When she slipped out, Kate said in surprised admiration, “You never expect her to be the sensible one.” Then she sighed. “We need some time here, Nathan. Some wounds need private tending.”
“I’m going with you,” Jo began, but Nathan shook his head.
“No, you stay with your family. We all need time.” He turned to face Sam. “If you have more to say to me—”
“I’ll find you right enough.”
With a nod, Nathan left them alone.
“Daddy—”
“I don’t have anything to say to you now, Jo Ellen. You’re a grown woman, but you’re living under my roof for the time being. I’m asking you to go to your room for now and let me be.”
“All right. I know what you’re feeling, and just how it hurts. You need time to deal with it.” She kept her eyes level with his. “But after you’ve had that time, if you still hold to this stand, you’ll make me ashamed. Ashamed that you would blame the son for the father’s deed.”
Saying nothing, he strode past her.
“Go ahead to your room, Jo.” Kate laid a hand on Jo’s knotted shoulder. “Let me see what I can do.”
“Do you blame him, Kate? Do you?”
“I can’t get my mind clear on what I think or feel.
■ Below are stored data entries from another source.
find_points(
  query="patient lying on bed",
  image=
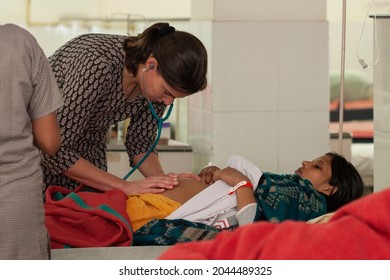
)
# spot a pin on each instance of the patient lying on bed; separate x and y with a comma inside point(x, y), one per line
point(317, 187)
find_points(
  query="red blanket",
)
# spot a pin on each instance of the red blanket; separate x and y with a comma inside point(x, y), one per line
point(87, 219)
point(359, 230)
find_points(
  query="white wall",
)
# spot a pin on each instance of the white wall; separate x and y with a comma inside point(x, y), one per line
point(276, 85)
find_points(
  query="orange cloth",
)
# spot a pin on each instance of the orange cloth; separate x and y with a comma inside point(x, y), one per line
point(145, 207)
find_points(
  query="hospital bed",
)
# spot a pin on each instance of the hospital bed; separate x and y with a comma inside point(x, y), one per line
point(359, 124)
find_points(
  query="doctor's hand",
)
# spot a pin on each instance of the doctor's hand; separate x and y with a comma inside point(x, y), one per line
point(186, 176)
point(153, 184)
point(207, 174)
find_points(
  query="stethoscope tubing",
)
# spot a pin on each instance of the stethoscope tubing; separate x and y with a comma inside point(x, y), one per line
point(160, 122)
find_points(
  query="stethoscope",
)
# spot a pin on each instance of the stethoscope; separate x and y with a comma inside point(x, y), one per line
point(160, 122)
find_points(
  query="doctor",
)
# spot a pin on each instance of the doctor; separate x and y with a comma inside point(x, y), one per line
point(105, 79)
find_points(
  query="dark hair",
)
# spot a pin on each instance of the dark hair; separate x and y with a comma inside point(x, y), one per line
point(346, 178)
point(182, 58)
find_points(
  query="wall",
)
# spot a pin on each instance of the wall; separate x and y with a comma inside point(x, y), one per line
point(269, 92)
point(269, 62)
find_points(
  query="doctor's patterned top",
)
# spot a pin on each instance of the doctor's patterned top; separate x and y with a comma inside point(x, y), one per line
point(89, 71)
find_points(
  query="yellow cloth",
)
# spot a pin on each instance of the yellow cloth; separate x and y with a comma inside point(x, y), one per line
point(145, 207)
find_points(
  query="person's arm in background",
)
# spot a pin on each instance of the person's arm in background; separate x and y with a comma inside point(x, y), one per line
point(46, 133)
point(232, 177)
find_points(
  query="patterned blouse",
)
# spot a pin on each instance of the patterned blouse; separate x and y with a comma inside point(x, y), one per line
point(89, 72)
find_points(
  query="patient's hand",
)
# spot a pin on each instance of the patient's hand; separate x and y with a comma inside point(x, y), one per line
point(207, 174)
point(186, 175)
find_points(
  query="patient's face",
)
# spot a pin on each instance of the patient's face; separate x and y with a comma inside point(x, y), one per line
point(318, 172)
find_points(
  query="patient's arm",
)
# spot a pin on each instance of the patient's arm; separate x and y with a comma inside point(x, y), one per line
point(232, 177)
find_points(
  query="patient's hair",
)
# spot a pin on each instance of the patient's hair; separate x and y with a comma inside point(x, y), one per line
point(346, 178)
I know the boy’s suffering, Jo, but so is Sam. My first loyalty is to him. Go on now, don’t pester me for answers until I can sort things through.”
Kate found Sam on the front porch, standing at the rail, staring out into the night. Clouds had rolled in, covering moon and stars. She left the porch light off and stepped quietly up beside him.
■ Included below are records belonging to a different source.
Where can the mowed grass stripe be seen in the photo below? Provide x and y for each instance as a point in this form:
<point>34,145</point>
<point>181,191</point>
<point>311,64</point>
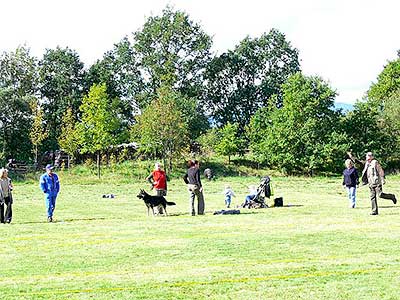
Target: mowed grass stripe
<point>211,282</point>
“I have to grieve again.” He ran his hands back and forth over the railing. “It isn’t right that I should have to grieve for her again.”
“No, it’s not.”
“Do I take comfort that she never meant to leave me and the children? That she didn’t run off and forget us? And how do I take back all the hard thoughts of her I had over the years, all the nights I cursed her for being selfish and careless and heartless?”
“You can’t be faulted for the hard thoughts, Sam. You
believed what was set in front of you. Believing a lie doesn’t make you wrong. It’s the lie that’s wrong.”
He tightened up. “If you came out here to defend that boy to me, you can turn right around and go back inside.”
“That’s not why I came out, but the fact is that you’re no more at fault for believing what you did about Belle than Nathan was for believing in his father. Now you’ve both found out you were wrong in that belief, but he’s the one who has to accept that his father was the selfish and heartless one.”
“I said you could go on back inside.”
“All right, then, you stubborn, stiff-necked mule. You just stand out here alone and wallow in your misery and think your black thoughts.” She spun around, shocked when his hand shot out and took hers.
“Don’t leave.” The words burned his throat like tears. “Don’t.”